Coat of Arms and Motto

The devices on the city's arms are a skeleton and a three-towered castle on a black field, with the chief or top third of the shield depicting the arms of the City of London: a red cross and sword on white. In the centre of the cross is a gold harp. The blazon of the arms is as follows:

Sable, a human skeleton Or seated upon a mossy stone proper and in dexter chief a castle triple towered argent on a chief also argent a cross gules thereon a harp or and in the first quarter a sword erect gules

According to documents in the College of Arms in London and the Office of the Chief Herald of Ireland in Dublin, the arms of the city were confirmed in 1613 by Daniel Molyneux, Ulster King of Arms. The College of Arms document states that the original arms of the City of Derry were ye picture of death (or a skeleton) on a moissy stone & in ye dexter point a castle and that upon grant of a charter of incorporation and the renaming of the city as Londonderry in that year the first mayor had requested the addition of a "chief of London".

Theories have been advanced as to the meaning of the "old" arms of Derry, before the addition of the chief bearing the arms of the City of London:

  • A suggestion has been made that the castle is related to an early 14th century castle in nearby Greencastle belonging to the Anglo-Norman Earl of Ulster Richard de Burgh.
  • The most popular theory about the skeleton is that it is that of a Norman De Burgh knight who was starved to death in the castle dungeons in 1332 on the orders of his cousin the above mentioned Earl of Ulster. Another explanation put forward was that it depicted Cahir O'Doherty (Sir Charles O'Dogherty), who was put to death after Derry was invested by the English army in 1608. During the days of Gerrymandering and discrimination against the Catholic population of Derry, Derry's Roman Catholics often used to claim in dark wit that the skeleton was a local waiting for help from the council bureaucracy.

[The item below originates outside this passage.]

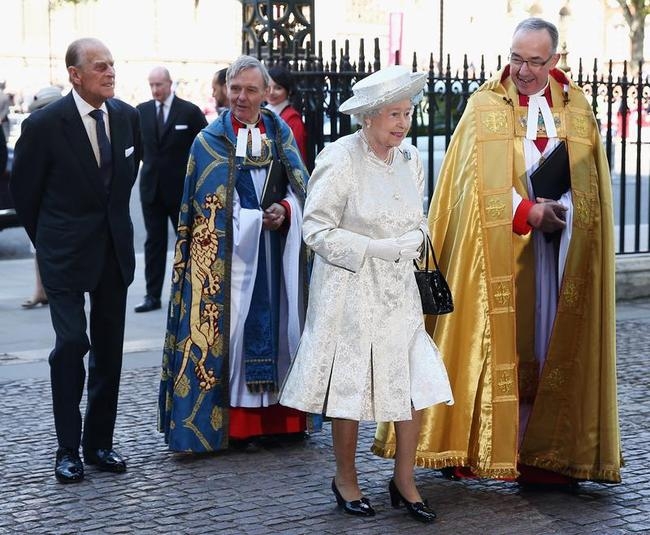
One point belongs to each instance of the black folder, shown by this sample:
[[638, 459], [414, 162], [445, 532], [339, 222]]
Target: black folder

In 1979, Londonderry City Council, as it was then known, commissioned a report into the city's arms and insignia, as part of the design process for an heraldic badge. The published report found that there was no basis for any of the popular explanations for the skeleton and that it was "purely symbolic and does not refer to any identifiable person".

The 1613 records of the arms depicted a harp in the centre of the cross, but this was omitted from later depictions of the city arms, and in the Letters Patent confirming the arms to Londonderry Corporation in 1952. In 2002 Derry City Council applied to the College of Arms to have the harp restored to the city arms, and Garter and Norroy & Ulster Kings of Arms accepted the 17th century evidence, issuing letters patent to that effect in 2003.

The motto attached to the coat of arms reads in Latin, "Vita, Veritas, Victoria". This translates into English as, "Life, Truth, Victory".